The café they went into was underground, one of those cellars disguised with hangings, carved screens, and cushions, which a single added layer of dust would obliterate. Hervey pulled a face at it. ‘Fancy if an earthquake buried us down here. I should turn in my bones at the things the archaeologists will say when they dig us up. “ The places they lived in! ” They’ll label us the Sordid Age.’

‘So we are,’ T.S. said swiftly. ‘Do you remember that place in Surrey we walked to, you and I and Philip, in 1913? Philip and I went there yesterday—his idea.’ He looked at her and said: ‘We didn’t take you because we were afraid you would have trouble with Penn.

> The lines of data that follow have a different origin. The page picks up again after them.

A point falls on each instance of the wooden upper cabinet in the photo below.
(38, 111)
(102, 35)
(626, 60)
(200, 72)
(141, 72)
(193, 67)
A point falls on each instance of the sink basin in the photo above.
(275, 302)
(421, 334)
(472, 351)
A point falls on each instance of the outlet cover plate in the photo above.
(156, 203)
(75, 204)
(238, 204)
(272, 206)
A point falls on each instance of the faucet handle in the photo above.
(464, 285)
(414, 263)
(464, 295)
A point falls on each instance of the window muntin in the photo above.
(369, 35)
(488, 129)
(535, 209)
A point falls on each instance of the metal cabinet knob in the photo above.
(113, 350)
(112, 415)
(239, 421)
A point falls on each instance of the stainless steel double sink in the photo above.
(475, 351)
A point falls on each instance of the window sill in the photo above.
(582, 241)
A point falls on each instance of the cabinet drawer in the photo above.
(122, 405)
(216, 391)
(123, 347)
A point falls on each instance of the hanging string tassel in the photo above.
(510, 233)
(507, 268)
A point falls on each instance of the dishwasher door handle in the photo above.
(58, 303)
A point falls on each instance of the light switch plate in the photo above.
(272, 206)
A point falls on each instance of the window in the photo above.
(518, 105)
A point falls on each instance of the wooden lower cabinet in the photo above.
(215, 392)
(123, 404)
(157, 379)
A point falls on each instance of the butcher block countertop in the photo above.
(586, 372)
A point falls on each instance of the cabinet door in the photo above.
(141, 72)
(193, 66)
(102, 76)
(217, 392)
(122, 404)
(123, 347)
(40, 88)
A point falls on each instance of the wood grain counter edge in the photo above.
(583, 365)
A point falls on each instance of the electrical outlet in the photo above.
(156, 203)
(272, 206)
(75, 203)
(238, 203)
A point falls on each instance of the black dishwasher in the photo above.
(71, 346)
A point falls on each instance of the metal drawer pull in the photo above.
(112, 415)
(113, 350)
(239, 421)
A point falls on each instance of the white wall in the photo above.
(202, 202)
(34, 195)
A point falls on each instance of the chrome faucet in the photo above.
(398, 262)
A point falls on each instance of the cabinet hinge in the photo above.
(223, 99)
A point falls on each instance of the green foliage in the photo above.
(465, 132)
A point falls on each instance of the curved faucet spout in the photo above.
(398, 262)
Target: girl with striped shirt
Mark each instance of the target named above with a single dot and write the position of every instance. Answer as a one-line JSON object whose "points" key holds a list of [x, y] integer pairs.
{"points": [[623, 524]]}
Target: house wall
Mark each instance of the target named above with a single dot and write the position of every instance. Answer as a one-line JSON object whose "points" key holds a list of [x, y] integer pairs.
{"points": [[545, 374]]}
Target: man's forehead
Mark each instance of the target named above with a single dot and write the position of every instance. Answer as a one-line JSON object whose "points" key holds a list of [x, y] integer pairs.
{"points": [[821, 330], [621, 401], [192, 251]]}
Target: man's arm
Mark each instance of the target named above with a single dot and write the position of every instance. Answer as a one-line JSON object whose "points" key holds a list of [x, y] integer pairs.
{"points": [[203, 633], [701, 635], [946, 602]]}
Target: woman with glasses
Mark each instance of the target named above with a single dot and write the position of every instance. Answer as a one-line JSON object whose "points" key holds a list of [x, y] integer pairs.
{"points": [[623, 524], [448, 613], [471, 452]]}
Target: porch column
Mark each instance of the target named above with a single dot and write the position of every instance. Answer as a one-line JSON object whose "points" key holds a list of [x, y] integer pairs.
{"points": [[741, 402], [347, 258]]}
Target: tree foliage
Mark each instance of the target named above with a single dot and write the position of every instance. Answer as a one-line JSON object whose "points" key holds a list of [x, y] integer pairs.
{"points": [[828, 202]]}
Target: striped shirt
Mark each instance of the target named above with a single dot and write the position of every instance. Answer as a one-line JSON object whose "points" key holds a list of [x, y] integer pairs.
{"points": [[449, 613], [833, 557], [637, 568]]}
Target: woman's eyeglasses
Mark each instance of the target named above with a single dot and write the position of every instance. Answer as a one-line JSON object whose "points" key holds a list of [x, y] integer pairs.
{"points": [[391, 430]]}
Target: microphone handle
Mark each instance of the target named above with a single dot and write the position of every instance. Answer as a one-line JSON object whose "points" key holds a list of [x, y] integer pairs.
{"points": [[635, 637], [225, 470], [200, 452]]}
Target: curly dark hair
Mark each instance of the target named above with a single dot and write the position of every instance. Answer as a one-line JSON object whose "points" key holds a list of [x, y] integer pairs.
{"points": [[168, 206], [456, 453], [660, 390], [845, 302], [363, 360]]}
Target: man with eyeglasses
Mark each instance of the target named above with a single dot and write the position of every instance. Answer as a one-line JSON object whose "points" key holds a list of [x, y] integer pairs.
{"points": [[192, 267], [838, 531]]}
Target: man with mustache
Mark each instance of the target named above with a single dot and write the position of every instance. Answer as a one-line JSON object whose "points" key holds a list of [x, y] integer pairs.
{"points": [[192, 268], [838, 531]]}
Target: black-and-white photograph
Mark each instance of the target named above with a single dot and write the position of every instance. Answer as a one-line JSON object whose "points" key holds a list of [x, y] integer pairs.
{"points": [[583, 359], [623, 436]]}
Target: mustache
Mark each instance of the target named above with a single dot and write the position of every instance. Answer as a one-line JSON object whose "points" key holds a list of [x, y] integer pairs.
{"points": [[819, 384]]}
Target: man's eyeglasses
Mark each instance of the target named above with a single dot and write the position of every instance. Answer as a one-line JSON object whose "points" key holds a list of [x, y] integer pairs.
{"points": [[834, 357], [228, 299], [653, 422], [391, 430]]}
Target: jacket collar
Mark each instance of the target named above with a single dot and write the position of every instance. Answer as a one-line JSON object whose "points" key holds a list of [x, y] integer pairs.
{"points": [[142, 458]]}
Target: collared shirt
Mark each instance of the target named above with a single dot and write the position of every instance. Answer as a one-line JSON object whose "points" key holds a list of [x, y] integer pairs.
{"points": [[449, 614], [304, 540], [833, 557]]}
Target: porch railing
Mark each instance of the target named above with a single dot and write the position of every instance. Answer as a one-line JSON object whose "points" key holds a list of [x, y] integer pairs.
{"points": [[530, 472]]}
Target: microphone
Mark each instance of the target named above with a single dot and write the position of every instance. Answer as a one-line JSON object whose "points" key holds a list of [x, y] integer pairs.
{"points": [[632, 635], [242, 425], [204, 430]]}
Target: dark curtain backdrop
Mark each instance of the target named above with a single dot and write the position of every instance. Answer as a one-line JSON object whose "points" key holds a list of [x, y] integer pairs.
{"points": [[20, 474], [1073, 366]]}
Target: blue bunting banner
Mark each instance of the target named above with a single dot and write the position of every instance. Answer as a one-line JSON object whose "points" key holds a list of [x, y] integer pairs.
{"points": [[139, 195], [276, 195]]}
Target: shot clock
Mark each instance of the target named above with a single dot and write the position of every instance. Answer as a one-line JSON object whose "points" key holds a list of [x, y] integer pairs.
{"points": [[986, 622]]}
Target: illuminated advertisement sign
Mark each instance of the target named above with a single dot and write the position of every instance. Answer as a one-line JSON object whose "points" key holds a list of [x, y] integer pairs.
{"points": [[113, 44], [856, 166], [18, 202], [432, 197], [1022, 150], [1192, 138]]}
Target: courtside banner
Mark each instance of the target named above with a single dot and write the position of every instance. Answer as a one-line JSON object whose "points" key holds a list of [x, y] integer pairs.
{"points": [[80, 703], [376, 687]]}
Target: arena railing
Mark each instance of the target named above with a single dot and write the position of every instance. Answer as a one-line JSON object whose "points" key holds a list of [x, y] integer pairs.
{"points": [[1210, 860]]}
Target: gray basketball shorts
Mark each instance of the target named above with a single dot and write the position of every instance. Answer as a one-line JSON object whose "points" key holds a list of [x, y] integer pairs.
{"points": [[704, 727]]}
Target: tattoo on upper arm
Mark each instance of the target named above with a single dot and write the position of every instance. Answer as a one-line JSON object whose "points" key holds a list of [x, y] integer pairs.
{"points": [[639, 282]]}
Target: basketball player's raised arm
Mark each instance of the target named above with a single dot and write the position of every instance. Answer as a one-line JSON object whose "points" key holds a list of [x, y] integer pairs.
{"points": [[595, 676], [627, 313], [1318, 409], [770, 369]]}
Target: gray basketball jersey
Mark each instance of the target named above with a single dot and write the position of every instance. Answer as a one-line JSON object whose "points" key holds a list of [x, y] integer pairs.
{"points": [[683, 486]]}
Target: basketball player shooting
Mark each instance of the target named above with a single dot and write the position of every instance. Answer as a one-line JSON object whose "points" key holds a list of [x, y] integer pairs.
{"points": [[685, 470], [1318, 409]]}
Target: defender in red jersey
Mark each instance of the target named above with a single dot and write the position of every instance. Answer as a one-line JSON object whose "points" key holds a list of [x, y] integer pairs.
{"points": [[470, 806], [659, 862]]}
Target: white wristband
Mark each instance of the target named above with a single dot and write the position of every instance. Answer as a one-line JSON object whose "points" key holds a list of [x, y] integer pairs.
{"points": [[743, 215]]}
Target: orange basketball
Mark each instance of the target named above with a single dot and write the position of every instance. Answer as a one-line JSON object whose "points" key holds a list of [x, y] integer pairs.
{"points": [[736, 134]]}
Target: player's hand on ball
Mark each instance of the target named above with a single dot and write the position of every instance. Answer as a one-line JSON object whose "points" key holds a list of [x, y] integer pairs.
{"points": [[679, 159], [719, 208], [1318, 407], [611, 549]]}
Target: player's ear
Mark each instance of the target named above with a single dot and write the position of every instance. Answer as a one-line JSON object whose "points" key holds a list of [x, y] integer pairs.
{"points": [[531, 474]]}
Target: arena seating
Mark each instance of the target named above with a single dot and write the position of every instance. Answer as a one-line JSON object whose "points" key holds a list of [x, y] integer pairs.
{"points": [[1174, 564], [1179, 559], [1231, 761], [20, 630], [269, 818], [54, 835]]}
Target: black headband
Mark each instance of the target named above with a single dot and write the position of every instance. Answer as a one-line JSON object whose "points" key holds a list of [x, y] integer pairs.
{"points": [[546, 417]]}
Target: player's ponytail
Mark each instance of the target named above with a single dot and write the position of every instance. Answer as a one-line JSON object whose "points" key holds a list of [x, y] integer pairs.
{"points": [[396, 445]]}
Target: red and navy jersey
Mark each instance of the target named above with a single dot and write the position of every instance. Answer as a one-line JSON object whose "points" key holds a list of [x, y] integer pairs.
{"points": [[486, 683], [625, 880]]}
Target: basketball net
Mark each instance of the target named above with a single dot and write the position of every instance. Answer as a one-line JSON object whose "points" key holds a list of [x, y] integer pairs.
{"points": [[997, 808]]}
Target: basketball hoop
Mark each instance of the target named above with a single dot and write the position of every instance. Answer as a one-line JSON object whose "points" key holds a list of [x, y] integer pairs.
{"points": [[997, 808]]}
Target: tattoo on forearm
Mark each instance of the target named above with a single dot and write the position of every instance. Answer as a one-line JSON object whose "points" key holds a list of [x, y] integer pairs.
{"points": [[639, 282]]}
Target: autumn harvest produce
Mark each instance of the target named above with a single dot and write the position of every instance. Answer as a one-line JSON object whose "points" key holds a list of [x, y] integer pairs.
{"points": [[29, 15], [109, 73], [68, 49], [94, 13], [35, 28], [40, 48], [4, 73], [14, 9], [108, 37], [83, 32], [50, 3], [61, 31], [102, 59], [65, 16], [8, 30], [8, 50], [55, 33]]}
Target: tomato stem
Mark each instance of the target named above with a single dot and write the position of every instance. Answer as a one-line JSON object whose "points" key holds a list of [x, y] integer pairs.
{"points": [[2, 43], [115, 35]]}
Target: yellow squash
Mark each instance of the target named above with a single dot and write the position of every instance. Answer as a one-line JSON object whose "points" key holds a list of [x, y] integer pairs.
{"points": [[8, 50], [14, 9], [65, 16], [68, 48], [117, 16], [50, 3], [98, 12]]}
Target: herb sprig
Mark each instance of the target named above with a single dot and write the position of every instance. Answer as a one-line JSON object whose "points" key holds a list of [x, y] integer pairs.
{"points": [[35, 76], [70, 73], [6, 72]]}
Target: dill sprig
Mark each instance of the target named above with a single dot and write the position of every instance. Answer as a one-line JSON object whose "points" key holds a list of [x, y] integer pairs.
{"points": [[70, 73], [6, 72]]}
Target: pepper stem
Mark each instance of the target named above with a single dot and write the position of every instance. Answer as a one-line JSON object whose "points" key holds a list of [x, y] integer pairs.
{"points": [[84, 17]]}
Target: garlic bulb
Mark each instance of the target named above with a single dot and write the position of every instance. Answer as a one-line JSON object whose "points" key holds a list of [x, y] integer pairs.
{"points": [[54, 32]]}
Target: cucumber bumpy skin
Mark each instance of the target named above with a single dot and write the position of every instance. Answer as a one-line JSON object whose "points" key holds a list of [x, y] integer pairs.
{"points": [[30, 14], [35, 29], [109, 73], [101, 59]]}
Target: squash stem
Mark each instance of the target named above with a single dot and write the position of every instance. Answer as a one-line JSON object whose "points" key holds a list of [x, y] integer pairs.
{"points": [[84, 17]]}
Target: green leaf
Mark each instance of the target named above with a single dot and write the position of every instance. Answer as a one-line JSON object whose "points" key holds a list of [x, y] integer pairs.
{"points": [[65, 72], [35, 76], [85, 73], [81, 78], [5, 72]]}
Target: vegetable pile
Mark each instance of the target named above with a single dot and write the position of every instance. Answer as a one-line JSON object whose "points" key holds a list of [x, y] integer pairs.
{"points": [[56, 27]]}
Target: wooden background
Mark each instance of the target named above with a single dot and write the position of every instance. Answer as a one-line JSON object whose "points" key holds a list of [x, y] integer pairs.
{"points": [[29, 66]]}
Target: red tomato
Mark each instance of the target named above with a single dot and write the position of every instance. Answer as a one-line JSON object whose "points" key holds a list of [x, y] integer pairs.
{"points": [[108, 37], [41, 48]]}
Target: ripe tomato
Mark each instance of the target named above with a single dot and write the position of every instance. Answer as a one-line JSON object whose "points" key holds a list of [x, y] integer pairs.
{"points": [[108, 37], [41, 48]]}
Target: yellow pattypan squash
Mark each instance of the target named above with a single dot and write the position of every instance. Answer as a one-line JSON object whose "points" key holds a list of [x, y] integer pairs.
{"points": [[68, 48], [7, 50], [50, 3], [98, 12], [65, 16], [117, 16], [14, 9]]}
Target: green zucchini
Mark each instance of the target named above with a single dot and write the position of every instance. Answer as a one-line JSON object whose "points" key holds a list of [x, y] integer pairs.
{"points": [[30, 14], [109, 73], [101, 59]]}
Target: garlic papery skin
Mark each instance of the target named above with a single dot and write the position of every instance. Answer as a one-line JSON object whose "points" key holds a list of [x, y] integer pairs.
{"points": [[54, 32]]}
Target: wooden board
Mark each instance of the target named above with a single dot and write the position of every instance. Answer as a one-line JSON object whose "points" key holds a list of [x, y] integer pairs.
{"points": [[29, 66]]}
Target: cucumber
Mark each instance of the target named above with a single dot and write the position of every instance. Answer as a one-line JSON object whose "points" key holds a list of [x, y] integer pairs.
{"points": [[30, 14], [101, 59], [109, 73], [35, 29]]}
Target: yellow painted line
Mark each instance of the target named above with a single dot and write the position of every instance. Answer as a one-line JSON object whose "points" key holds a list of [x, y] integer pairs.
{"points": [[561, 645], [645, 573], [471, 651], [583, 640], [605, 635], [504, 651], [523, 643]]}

It was a mistake, too. The place was torn to pieces. The field of the chestnut tree is a street of new houses, ending nowhere, so ugly you never saw, the grey manor house is a tea-shop, the hedges have been cut down, houses everywhere, like a disease, and the air reeks of petrol. We couldn’t find our way and were as lost as ghosts. Philip said: “ I’m glad I didn’t go over to look at the battlefields. I shouldn’t be surprised if some brute has gone and built houses on them.” Rose at the pub is fat and minus a tooth or so.’

Hervey laughed out. ‘I should hate not knowing what the country was like before the War. We’ve known better times. Not much to boast of; but something to make do, in another age.

‘The War went on too long. Everything’s spoiled.’

‘You can’t see round the next corner,’ Hervey said. She made an incautious movement, and seized the table for support. ‘This couch isn’t safe!’

‘Once Philip and I were summoned to Corps Headquarters. It was a castle of sorts. We were waiting, alone in a room. Philip sat down on a sofa, which collapsed and he rolled across the floor bringing down with him a cloisonné vase as big as a man. You never saw such ruin, like a hurricane. I was paralysed with terror. I thought we should be shot for counter-military action. Philip rang the bell and when a servant came in he said in a cold furious voice : “ Clear away this mess. It’s disgraceful, unheard of.” The man ran about like a hare under Philip’s steely eye—the eye of a second lieutenant!—I think it hypnotised him—and the last fragment disappeared through one door as the G.S.O.2 came in at the other.’

‘Don’t you remember?—no, you missed the evening Philip read a paper to the Literary Society at King’s on the life and work of a Polish philosopher called Csychewinski. It was just after we’d been forbidden to debate Socialism and this Csychewinski was a socialist, an atheist, and held astonishing views on sex. Hardly a soul in the hall realised that our Philip had invented him until that theological lecturer, the camel-faced one, got up and asked where the eighty-six volumes of the Life and Works could be seen. Philip looked at him and said sweetly: “ In the really admirable library of the Gas Light and Coke Company, sir.” There was a riot.’

‘This idea he had of starting a new paper. He’d have been disappointed, certainly. English people won’t pay out good money to read uncomfortable truths.’

‘Philip is never disappointed,’ Hervey said, surprised. ‘He has a religion. If the paper failed he would find some other way to speak. Even if only six people listened.’

‘People always listened to our Philip,’ T.S. said. ‘Visiting generals listened.’

‘He was as uncompromising as an early Christian. Do you remember our old librarian, who loved him and lent him MSS. and first editions? You knew Philip had been calling on him once a week? Last March the old man wrote an article in the Review on the beauty of war. Philip sent him fifteen folio sheets, in his small writing, of devastating criticism, and added that he would not be coming again. The old man was heartbroken.’